# Sequence of functions in L^2[-pi,pi]

## Homework Statement

Consider the functions $$f_n(x)=e^{inx},n\in\mathbb{Z},-\pi\leq x\leq\pi$$ viewed as points in $$\mathscr{L}^2[-\pi,\pi]$$. Prove that this set of functions is closed and bounded, but not compact.

2. The attempt at a solution
I'm first trying to prove that the set of functions is closed. Let g be a limit point of the set, so given any positive number epsilon, there exists fn such that $$\|f_n-g\|_2<\sqrt{\epsilon}$$. Squaring both sides, I get on the left hand side

$$2\pi -2\text{Re}\int_{-\pi}^{\pi}g(x)e^{-inx}dx+\int_{-\pi}^{\pi}|g(x)|^2 dx$$

So

$$g\sim\sum\limits_{-\infty}^{\infty}c_n e^{inx}$$

and by Parseval's Theorem,

$$\sum\limits_{-\infty}^{\infty}|c_n|^2 = \frac{1}{2\pi}\int_{-\pi}^{\pi}|g|^2 dx$$

I don't know where to go from here.

What would $$\|f_n-f_m\|_2$$ be?

Can you even have a Cauchy sequence?

What would $$\|f_n-f_m\|_2$$ be?

Can you even have a Cauchy sequence?

$$\|f_n-f_m\|_2 = 4\pi -\int_{-\pi}^{\pi}e^{i(m-n)x}dx-\int_{-\pi}^{\pi}e^{i(n-m)x}dx$$

so when m and n are different, there exists a positive number less than the expression above. So I would say that no, you can't have a Cauchy sequence and so this shows the set of functions is not compact.

But I'm still having trouble with proving the set is closed.

Could show the set is complete as a metric space, hence closed.

Note: I guess technically there are Cauchy sequences, but only the sequences that eventually become constant.

Thanks for your help; I have to say though that I don't see how there are sequences that eventually become constant. I can't seem to find a sequence {fn(x)} that converges to a constant value given any x.
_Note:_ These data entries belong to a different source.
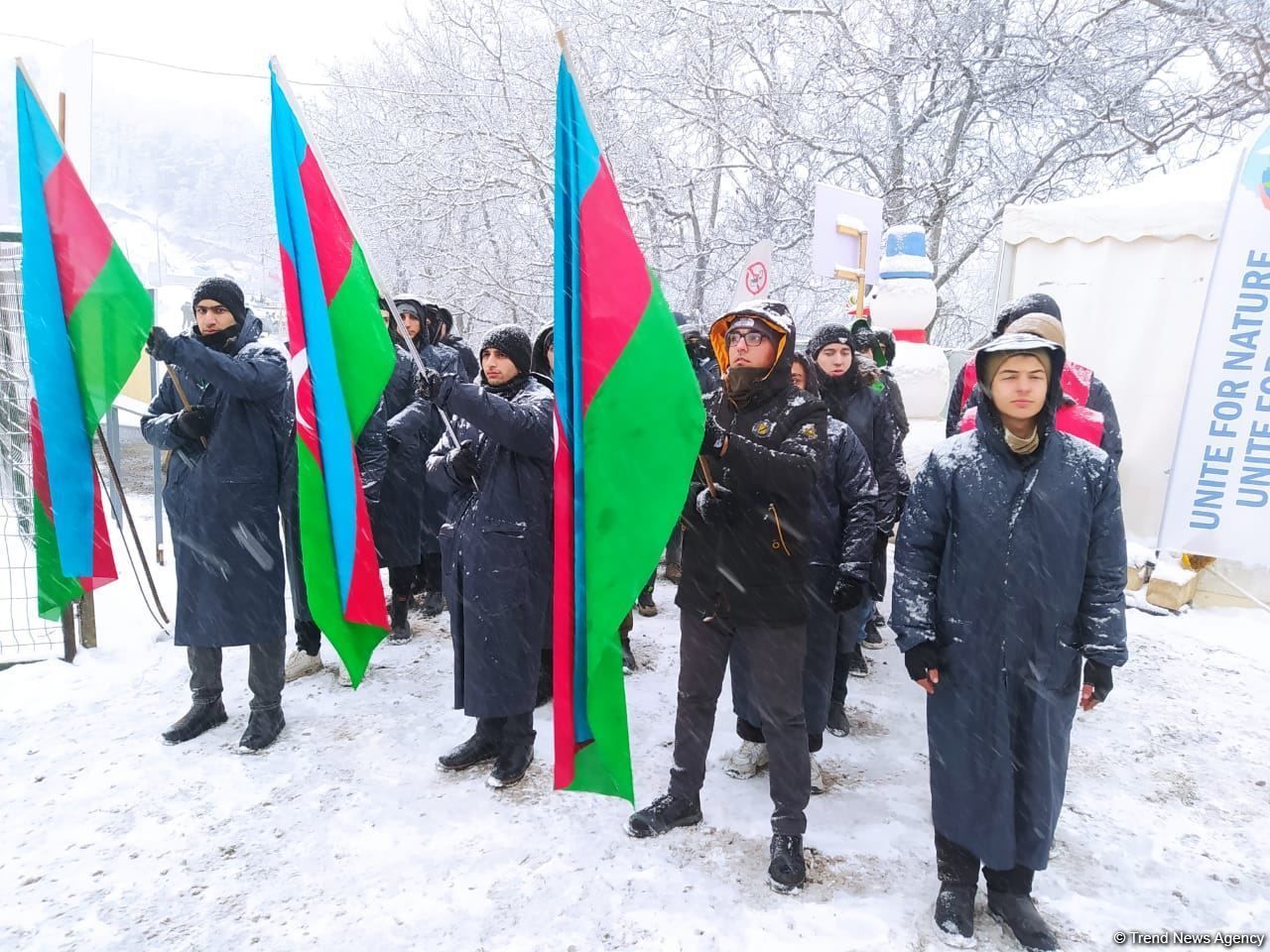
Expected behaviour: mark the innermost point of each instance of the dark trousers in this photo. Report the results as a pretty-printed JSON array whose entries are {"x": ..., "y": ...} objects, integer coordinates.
[
  {"x": 775, "y": 658},
  {"x": 263, "y": 676},
  {"x": 675, "y": 547},
  {"x": 851, "y": 633},
  {"x": 509, "y": 733},
  {"x": 957, "y": 866}
]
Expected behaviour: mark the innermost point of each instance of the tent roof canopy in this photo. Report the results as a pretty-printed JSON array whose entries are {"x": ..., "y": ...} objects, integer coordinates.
[{"x": 1191, "y": 200}]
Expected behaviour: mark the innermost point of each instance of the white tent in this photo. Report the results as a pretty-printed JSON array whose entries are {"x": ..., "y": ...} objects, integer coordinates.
[{"x": 1129, "y": 270}]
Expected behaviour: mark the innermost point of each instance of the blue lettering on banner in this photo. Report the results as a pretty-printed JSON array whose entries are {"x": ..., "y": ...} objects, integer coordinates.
[{"x": 1234, "y": 397}]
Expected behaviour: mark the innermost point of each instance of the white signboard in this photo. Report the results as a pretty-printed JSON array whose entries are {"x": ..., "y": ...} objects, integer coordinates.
[
  {"x": 1218, "y": 499},
  {"x": 830, "y": 249},
  {"x": 756, "y": 275}
]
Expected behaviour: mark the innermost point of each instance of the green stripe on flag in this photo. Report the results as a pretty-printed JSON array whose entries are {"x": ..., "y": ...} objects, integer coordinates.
[
  {"x": 107, "y": 329},
  {"x": 363, "y": 356},
  {"x": 647, "y": 412},
  {"x": 54, "y": 590}
]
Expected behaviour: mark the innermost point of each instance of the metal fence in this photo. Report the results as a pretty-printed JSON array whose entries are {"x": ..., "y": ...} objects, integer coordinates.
[{"x": 23, "y": 634}]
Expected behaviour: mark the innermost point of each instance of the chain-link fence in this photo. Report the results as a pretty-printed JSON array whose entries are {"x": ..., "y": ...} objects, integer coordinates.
[{"x": 23, "y": 634}]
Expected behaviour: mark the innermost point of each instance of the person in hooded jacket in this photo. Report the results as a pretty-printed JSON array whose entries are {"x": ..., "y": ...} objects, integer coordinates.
[
  {"x": 743, "y": 593},
  {"x": 414, "y": 425},
  {"x": 852, "y": 389},
  {"x": 225, "y": 489},
  {"x": 425, "y": 325},
  {"x": 843, "y": 518},
  {"x": 372, "y": 462},
  {"x": 1074, "y": 417},
  {"x": 543, "y": 366},
  {"x": 1080, "y": 384},
  {"x": 497, "y": 547},
  {"x": 467, "y": 362},
  {"x": 869, "y": 347},
  {"x": 1008, "y": 575}
]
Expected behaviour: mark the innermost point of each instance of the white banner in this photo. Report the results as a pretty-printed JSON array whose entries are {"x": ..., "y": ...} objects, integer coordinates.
[
  {"x": 756, "y": 275},
  {"x": 1218, "y": 499}
]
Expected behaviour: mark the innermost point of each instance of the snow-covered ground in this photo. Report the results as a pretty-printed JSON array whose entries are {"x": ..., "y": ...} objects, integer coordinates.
[{"x": 344, "y": 835}]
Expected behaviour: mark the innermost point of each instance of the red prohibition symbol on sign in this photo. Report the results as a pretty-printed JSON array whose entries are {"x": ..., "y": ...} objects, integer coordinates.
[{"x": 756, "y": 278}]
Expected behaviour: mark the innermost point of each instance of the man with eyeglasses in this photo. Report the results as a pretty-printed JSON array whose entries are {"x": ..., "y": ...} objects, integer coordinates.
[{"x": 744, "y": 567}]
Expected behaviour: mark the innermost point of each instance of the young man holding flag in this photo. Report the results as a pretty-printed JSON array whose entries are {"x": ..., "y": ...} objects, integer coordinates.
[
  {"x": 231, "y": 448},
  {"x": 495, "y": 547},
  {"x": 744, "y": 574}
]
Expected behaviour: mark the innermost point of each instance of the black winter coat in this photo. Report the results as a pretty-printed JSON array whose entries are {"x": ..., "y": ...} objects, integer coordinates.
[
  {"x": 1100, "y": 402},
  {"x": 852, "y": 400},
  {"x": 467, "y": 363},
  {"x": 223, "y": 502},
  {"x": 447, "y": 362},
  {"x": 412, "y": 430},
  {"x": 497, "y": 548},
  {"x": 754, "y": 566},
  {"x": 1014, "y": 567},
  {"x": 844, "y": 516}
]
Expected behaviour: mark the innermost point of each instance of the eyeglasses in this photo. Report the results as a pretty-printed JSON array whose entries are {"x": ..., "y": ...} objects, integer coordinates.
[{"x": 752, "y": 338}]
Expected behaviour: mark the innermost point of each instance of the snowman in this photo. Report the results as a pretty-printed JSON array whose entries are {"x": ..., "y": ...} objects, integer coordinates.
[{"x": 903, "y": 301}]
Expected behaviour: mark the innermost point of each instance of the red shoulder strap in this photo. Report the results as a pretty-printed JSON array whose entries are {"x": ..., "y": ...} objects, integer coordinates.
[
  {"x": 1078, "y": 381},
  {"x": 1080, "y": 421},
  {"x": 969, "y": 377},
  {"x": 968, "y": 419}
]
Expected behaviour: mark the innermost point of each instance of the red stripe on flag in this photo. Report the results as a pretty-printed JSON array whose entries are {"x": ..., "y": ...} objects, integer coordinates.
[
  {"x": 103, "y": 556},
  {"x": 307, "y": 414},
  {"x": 81, "y": 243},
  {"x": 365, "y": 603},
  {"x": 333, "y": 239},
  {"x": 563, "y": 621},
  {"x": 615, "y": 284}
]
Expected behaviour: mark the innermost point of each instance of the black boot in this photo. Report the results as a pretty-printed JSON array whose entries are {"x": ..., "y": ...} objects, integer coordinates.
[
  {"x": 953, "y": 910},
  {"x": 873, "y": 635},
  {"x": 545, "y": 679},
  {"x": 202, "y": 716},
  {"x": 663, "y": 814},
  {"x": 262, "y": 729},
  {"x": 434, "y": 604},
  {"x": 838, "y": 725},
  {"x": 786, "y": 873},
  {"x": 629, "y": 662},
  {"x": 400, "y": 631},
  {"x": 856, "y": 664},
  {"x": 645, "y": 604},
  {"x": 474, "y": 751},
  {"x": 509, "y": 766},
  {"x": 1019, "y": 914}
]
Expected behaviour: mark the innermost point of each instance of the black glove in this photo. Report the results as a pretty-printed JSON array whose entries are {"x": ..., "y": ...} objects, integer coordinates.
[
  {"x": 434, "y": 386},
  {"x": 1098, "y": 676},
  {"x": 920, "y": 658},
  {"x": 462, "y": 461},
  {"x": 159, "y": 344},
  {"x": 847, "y": 594},
  {"x": 714, "y": 439},
  {"x": 716, "y": 509},
  {"x": 194, "y": 422}
]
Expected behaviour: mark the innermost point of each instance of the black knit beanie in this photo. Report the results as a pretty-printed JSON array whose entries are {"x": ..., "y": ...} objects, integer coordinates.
[
  {"x": 513, "y": 341},
  {"x": 225, "y": 293},
  {"x": 1025, "y": 304},
  {"x": 826, "y": 335}
]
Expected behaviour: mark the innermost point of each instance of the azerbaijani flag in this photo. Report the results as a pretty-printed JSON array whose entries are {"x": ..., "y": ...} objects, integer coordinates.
[
  {"x": 86, "y": 317},
  {"x": 629, "y": 419},
  {"x": 340, "y": 361}
]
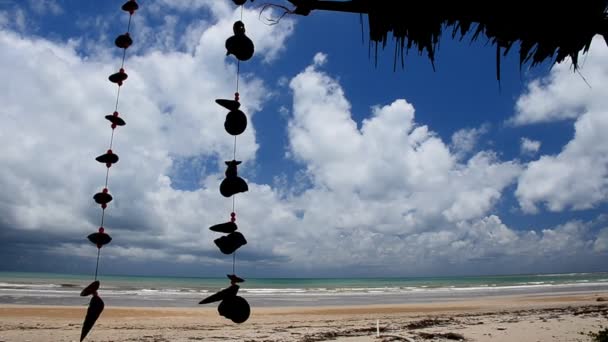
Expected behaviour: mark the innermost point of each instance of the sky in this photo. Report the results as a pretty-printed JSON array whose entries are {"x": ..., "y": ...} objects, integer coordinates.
[{"x": 354, "y": 169}]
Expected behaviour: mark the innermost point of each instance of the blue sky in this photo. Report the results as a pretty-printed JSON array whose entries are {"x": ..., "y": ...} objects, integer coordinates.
[{"x": 354, "y": 169}]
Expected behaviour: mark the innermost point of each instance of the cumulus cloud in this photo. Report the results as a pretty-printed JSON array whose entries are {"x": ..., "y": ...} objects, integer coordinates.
[
  {"x": 386, "y": 196},
  {"x": 577, "y": 177},
  {"x": 529, "y": 146}
]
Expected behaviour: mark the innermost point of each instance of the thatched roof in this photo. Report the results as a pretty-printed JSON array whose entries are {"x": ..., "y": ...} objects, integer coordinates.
[{"x": 546, "y": 29}]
I mean a sequence $$(a_1, a_2, a_3,\dots)$$ in X with the property that there exists x in X and an integer N such that for all n>N, a_n=x.

For example, the sequence $$(f_2, f_8, f_8, f_8, f_8,\dots)$$ where all the rest of the "points" (i.e. functions) are f_8

Such a sequence is trivially Cauchy.

Okay, thanks again for your assistance.

Sorry, just one last question: isn't any subset S of $${\cal L}^2[-\pi,\pi]$$ bounded by the zero function g(x)=0, since for any $$f\in S$$

$$\|f-g\|_2 = \left(\int_{-\pi}^{\pi}|f-g|^2 d\mu\right)^{1/2} = \left(\int_{-\pi}^{\pi}|f|^2 d\mu\right)^{1/2}$$

which by definition is finite?

Last edited:
No. Using g=0 is OK, but you would need one constant M such that for all f in S, $$\|f-g\|_2<M$$

Fortunately, in this case it is easy to find such an M, with your g.

Dick
$$\|f_n-f_m\|_2 = 4\pi -\int_{-\pi}^{\pi}e^{i(m-n)x}dx-\int_{-\pi}^{\pi}e^{i(n-m)x}dx$$
iomtt6076, I'm just double checking. You do know what $$\int_{-\pi}^{\pi}e^{i(m-n)x}\,dx$$ is, right?